Hi all,
I'm diagnosing a problem with a Foreplay III. Think I have it figured out, but before I order parts and start cutting wires I could use some independent assessment.
It's a 2006 build with no real modifications and worked well for years. I recently moved, and it may have taken a hit somewhere in transit. (My other pre-amp failed at the same time! It's solid-state, and looks to be a total loss. But this is a kit. We can rebuild it. We have the technology.)
The only symptom is that when I hooked it back together, I got a very loud 60 Hz buzz. Definitely not a ground loop either. The buzz increases slowly as the preamp warms up, reaching maximum in about ten seconds. It's identical on both channels and does not change with input or volume settings. There's no obvious damage and no release of magic smoke. Took it back to the bench, all resistance and voltage measurements check, all tubes light, all LED's light. It also still passes an input signal, just nearly drowned by the buzz. In every way it looks 100% except for the buzz.
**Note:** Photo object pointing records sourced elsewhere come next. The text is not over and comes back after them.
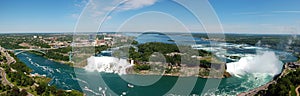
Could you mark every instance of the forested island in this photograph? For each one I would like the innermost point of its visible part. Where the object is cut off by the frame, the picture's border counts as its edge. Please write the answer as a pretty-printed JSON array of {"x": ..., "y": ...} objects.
[{"x": 17, "y": 80}]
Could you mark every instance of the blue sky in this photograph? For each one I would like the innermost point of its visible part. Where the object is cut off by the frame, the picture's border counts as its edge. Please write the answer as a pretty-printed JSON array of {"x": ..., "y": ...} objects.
[{"x": 236, "y": 16}]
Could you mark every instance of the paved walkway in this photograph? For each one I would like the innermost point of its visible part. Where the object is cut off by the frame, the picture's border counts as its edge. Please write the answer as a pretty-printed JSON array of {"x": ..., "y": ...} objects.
[{"x": 4, "y": 79}]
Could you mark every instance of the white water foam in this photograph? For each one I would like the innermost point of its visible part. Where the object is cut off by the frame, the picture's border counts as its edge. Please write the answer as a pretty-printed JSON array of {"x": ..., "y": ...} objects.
[
  {"x": 265, "y": 62},
  {"x": 107, "y": 64}
]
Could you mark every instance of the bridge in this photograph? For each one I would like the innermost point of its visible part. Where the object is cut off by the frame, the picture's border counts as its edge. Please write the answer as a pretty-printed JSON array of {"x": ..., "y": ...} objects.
[
  {"x": 124, "y": 46},
  {"x": 41, "y": 50}
]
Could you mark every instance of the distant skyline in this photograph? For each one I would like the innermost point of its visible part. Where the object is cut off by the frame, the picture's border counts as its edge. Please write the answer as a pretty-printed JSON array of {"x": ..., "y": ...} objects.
[{"x": 236, "y": 16}]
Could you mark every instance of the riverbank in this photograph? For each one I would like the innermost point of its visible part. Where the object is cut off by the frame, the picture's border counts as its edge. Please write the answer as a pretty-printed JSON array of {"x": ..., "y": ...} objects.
[
  {"x": 30, "y": 85},
  {"x": 286, "y": 70}
]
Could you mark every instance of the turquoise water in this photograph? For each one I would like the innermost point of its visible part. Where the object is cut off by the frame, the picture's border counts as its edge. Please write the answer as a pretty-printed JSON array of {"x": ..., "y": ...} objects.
[
  {"x": 64, "y": 77},
  {"x": 99, "y": 83}
]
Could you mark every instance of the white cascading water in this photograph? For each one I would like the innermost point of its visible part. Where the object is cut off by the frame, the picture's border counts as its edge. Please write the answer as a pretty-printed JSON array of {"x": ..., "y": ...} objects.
[
  {"x": 265, "y": 63},
  {"x": 107, "y": 64}
]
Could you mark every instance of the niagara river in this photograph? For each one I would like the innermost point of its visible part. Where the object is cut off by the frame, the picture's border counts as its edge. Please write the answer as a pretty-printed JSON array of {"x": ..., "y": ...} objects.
[{"x": 257, "y": 66}]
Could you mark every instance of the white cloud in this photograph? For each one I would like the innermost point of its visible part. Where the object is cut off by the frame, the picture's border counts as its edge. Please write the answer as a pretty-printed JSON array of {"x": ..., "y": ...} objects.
[
  {"x": 289, "y": 11},
  {"x": 136, "y": 4}
]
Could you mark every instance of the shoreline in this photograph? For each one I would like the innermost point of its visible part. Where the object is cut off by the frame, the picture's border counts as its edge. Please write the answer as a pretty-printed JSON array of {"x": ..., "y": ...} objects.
[{"x": 265, "y": 86}]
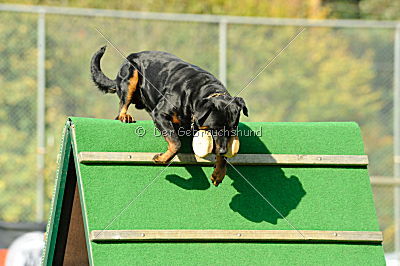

Since it was on both channels, my first thought was cold solder joints or wiring being knocked loose in the high-voltage supply. I found three -- one at station 21, which could affect B+ to both 12au7's. The others were on stations 4 and 9, where the bleed resistor spanning them had come completely loose. However, fixing these had no effect.
Next I looked at the heater supply, reasoning it was also common to both channels. Couldn't find anything. I also swapped and re-seated all the tubes, no change, tube bases and pins look good.
Finally I dug out the oscilloscope. The buzz on both channels looks suspiciously like an RC charge-discharge curve, amplitude about 0.3V, faster time-constant on the charge leg. There's no obvious 120 Hz component. There is a nearly identical waveform across B+. Just to be sure I pulled both 12au7s and checked again, and it's unchanged.
What I think is going on is that one of the two 220uf voltage doubling capacitors has given up, and it's only charging on half the AC cycle. Whatever jarred loose the bleed resistor could have broken the cap, I guess. It looks a little bulged. I also tested all diodes and they're fine.
Does this make sense? Or have I overlooked something?
Is there anything downstream that could have been permanently affected?
How closely do the doubling caps need to match? (I'm guessing not very close, just better than 100% different)
How much ripple should I tolerate on B+ when it's working correctly?
Thanks in advance... if it will help I can take more data.